A real-time number chart is essentially a ticker that will give you an immediate overview of a particular KPI . At a glance, you can see any total such as sales, percentage of evolution, number of visitors, etc. This is probably the easiest visualization type to build with the only consideration being the period you want to track. Do you want to show an entire history or simply the latest quarter? It is crucial to label the period clearly so your audience understands what story you are telling. Adding a trend indicator compares your number to the previous period (or to a fixed goal, depending on what you are tracking).

Other considerations

Number charts are often the first thing people see and are the quickest to read, so if there are too many, your narrative can get diluted. Using too many can also make your dashboard a little superficial. If you want more in-depth information, limit the number of number graphs and leave room for other types of data visualization that drill down a little deeper.

When you add a trend indicator, we suggest you compare numbers from the same period. For example, if you are tracking total sales for the current quarter, compare that data to the same quarter last year (or last period – depending on your story). If you select a target manually (perhaps you have no accurate past data), be sure to set realistic goals to be able to get on top of your KPI management practice. Again, remember to label the trend indicator clearly so your audience knows exactly what they are looking at.

2) Line Chart

Sales graph in the form of line chart: amount of revenue by payment method

The purpose of a line chart is to show trends, accelerations (or decelerations), and volatility. They display relationships in how data changes over a period of time. In our example above, we are showing Revenue by Payment Method for all of 2019 . Right away, you can see that the credit card payments were the highest and that everything took a dip in September. The takeaways are quick to register yet have depth.

Too many lines (variables) can make your chart complicated and hard to decipher. You may also find your audience constantly referencing the legend to remind them which one they are looking at. If you have too many variables, it’s time to consider a second (or even third) chart to tell this story.
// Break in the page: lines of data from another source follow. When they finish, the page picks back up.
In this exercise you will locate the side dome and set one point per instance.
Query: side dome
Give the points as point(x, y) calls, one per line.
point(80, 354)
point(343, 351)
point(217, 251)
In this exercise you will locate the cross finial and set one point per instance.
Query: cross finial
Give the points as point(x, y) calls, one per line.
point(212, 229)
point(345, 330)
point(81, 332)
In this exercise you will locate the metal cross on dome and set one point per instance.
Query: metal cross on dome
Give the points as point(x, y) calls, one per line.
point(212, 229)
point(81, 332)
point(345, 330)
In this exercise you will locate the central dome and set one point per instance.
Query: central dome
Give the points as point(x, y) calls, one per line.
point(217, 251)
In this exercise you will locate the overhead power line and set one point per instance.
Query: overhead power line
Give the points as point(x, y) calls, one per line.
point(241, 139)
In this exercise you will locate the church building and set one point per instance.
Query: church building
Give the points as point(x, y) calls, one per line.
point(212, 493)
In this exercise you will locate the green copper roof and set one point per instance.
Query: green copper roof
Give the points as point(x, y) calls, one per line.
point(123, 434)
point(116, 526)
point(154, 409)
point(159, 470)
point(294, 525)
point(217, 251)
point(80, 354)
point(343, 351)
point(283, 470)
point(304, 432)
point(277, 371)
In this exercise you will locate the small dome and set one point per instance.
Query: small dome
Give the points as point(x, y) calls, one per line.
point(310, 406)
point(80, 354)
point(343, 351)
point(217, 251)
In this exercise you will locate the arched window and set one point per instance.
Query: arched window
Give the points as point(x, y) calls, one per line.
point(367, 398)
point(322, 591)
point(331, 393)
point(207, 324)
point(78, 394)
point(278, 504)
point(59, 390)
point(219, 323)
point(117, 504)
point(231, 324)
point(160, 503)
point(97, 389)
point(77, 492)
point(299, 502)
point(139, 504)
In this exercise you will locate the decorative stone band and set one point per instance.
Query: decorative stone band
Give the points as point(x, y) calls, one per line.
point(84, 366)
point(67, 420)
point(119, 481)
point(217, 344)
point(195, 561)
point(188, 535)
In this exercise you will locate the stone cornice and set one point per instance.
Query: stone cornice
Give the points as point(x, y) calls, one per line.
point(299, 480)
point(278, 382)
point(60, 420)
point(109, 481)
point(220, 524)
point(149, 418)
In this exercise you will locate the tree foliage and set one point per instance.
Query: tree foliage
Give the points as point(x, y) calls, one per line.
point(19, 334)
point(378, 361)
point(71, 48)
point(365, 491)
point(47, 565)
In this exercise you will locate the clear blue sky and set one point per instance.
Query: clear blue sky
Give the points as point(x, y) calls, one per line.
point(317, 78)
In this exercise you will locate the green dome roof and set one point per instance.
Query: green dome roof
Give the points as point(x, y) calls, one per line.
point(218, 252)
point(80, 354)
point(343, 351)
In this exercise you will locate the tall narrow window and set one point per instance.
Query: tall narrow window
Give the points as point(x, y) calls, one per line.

When it comes to layout, keep your numbers relevant. When you set up your axis scale, keep it close to the highest data point. For example, if we had set the y-axis above to track all the way to 200K (when our highest data point is just over 90K), our chart would have been squished and hard to read. The top half would have been wasted space, and the data crammed. Let your data breathe a little!

One more thing!

A great feature of line graphs is that you can combine them with other types of visualizations, such as bar graphs. Using a double y-axis, one for the bar graph and one for the line, allows you to show two elements of your story in one graph. The primary y-axis below shows orders (bar graph), and the secondary y-axis is sales totals (line). The metrics are different and useful independently, but together, they tell a compelling story.

Two data visualization types combined: line chart and column chart

Maps are great at visualizing your geographic data by location. The information on a map is often displayed in a colored area map (like above) or a bubble map. Because maps are so effective at telling a story, they are used by governments, media, NGOs, nonprofits, public health departments – the list goes on. Maps aren’t just for displaying data; they also direct action. This was seen most recently through the Zika outbreak. Mapping the spread of the disease has helped health officials track it and effectively distribute resources where they are most needed.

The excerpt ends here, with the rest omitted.